Today, suicide is still a major issue in Greenland. In 2016, the suicide rate in the nation was 82 persons per 100,000, compared to a global average rate of 16 per 100,000. Towns like Tasiilaq lack psychologists, and although nearly everyone in Greenland knows someone who has died by suicide, the stigma surrounding mental health issues still runs deep. 

However, life is changing in Greenland. The government has sponsored initiatives such as “Break the Silence, End the Violence,” which raises awareness about domestic violence, and a suicide hotline, which is open every Monday and Wednesday. The government’s Ministry of Health employs coordinators of suicide prevention for all of the nation’s regions. The coordinators travel to the nation’s small towns, including Tasiilaq, after a particularly troubling wave of suicides in 2016 and run suicide prevention workshops in schools. Even still, suicide has prevailed. A 2018 public health survey in Greenland found that 10 percent of Inuit men ages 18–29 had attempted suicide. The issue? The government’s interventions have only acted as a band-aid. For deep-reaching success, the government should look to the root of the problem: the enduring legacy of Danish colonialism. 

Anda Poulsen is the founder of Greenland’s first suicide hotline. He is a family therapist and a member of the generation first displaced from their native villages and forced to assimilate in Nuuk. As an answer to his stress, Poulsen has made an effort to reconnect with his Inuit heritage. He practices traditional Inuit drumming and dancing and prioritizes taking his children back to his ancestral village, Kangeq, every summer. 
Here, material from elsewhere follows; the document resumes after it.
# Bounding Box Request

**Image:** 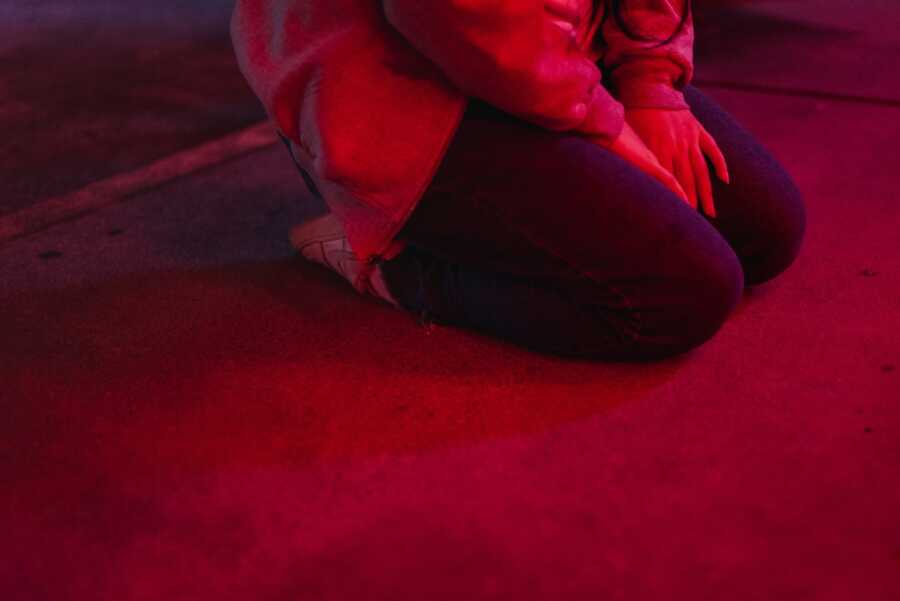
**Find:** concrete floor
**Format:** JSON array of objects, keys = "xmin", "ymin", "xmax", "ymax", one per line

[{"xmin": 0, "ymin": 0, "xmax": 900, "ymax": 601}]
Poulsen’s approach has merit. Similar to Greenlandic Inuits, Native Americans in the United States frequently report feeling disconnected from their culture. This disconnect has had major mental health ramifications, with native communities reporting the highest rates of suicide in the United States. Studies show that connecting back to indigenous culture, though, can boost happiness, decrease substance use, and decrease risk of suicide in Native American communities. Whether this connection involves using traditional languages, playing traditional sports, taking part in traditional music and dance, or eating traditional foods, maintaining a sense of indigenious identity is key to preventing suicide. 

Although suicide prevention is an incredibly complicated issue, prioritizing the reclamation of indigenous identities in Greenland may be a key solution its health department is overlooking. By working to acknowledge and undo the legacies of unwilling urbanization and colonization in the nation, Greenland may be one step closer to effectively decreasing its suicide rates while properly addressing the needs of indigenous communities.